Development and Concepts

These reflections contributed to the creation of the production (first staged in Brussels in 2023). Thankfully, her parent’s treatment was successful, but the idea for the work was to honor “loss, existence, and grief”. Within that, Seutin highlights elements of her life story like flashbacks, and nods more generally to the idea of uprooting and loss today. While it’s not explicit in the performance, Seutin had in mind a second protagonist, a contemporary version who is a traveler. “Together, we assemble as these alter egos of characters connected to Miriam Makeba to greet this newcomer.”

Rhythms of exile … musicians in the show.

In the show, rather than being inebriated by the venue’s local drink, the skilled dancers appear taken over by rhythm, in harmony with the players on the platform. Her dance composition includes multiple styles of dance she has learned over the time, including from African nations, plus the global performers’ personal styles, including street styles like the form.

A celebration of resilience … Alesandra Seutin.

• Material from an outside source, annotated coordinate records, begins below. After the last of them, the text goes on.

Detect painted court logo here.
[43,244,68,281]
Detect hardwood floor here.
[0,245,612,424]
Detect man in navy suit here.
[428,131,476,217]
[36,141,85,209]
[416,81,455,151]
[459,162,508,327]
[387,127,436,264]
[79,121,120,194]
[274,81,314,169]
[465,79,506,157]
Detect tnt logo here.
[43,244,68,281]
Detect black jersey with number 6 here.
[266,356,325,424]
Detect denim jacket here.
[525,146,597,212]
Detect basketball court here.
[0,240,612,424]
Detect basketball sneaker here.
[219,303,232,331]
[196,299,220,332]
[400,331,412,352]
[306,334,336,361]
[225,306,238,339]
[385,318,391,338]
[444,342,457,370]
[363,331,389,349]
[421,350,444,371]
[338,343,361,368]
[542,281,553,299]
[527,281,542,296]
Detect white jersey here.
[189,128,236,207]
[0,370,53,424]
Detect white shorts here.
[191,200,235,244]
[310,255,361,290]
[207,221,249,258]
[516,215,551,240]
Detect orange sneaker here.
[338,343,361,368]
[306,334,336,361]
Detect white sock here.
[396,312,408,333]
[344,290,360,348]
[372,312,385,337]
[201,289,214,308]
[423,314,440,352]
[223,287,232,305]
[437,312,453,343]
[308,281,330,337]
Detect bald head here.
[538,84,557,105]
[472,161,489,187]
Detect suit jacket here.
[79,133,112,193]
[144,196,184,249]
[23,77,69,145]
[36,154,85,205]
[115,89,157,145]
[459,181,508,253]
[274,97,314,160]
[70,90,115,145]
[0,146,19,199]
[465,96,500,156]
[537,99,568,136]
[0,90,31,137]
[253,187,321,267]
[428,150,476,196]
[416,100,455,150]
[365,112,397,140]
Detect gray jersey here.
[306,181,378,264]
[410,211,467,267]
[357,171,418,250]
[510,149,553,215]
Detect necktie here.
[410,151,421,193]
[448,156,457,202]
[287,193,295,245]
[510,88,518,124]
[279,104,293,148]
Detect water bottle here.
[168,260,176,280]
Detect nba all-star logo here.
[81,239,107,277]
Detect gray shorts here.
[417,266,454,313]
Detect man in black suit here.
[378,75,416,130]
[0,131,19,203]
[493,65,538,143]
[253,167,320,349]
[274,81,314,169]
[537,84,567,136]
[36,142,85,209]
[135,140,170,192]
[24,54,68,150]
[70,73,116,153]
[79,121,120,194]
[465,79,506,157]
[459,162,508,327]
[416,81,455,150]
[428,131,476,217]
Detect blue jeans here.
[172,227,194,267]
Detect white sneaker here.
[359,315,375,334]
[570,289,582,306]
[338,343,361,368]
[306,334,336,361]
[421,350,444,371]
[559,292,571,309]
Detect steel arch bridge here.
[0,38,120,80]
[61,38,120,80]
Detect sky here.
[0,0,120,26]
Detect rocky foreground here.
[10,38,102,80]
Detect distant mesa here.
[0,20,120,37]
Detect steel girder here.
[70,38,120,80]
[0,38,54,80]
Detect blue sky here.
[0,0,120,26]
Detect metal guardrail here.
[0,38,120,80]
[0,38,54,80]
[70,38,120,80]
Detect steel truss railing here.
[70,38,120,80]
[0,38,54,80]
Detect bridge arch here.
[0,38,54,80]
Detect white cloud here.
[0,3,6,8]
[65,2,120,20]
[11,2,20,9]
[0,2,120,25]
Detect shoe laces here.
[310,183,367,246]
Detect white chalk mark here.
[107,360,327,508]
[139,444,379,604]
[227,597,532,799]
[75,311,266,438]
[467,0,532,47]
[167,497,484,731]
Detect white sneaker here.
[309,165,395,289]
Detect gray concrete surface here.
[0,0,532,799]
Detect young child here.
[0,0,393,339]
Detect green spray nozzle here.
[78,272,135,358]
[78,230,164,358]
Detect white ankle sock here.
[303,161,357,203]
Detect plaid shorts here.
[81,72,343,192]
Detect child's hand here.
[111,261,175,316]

Seutin was surprised to find that some of the newer, international in the cast didn’t already know about the singer. (She died in 2008 after having a heart attack on the platform in the country.) Why should new audiences discover Mama Africa? “In my view she would inspire the youth to stand for what they are, expressing honesty,” remarks Seutin. “But she did it very gracefully. She expressed something poignant and then perform a lovely melody.” She wanted to take the same approach in this production. “Audiences observe movement and hear melodies, an element of enjoyment, but mixed with strong messages and instances that hit. That’s what I respect about her. Since if you are being overly loud, people may ignore. They retreat. Yet she did it in a way that you would receive it, and understand it, but still be blessed by her talent.”

  • Mimi’s Shebeen is showing in the city, 22-24 October

Jennifer Burns
Jennifer Burns

Tech enthusiast and writer with a passion for exploring how emerging technologies impact society and daily life.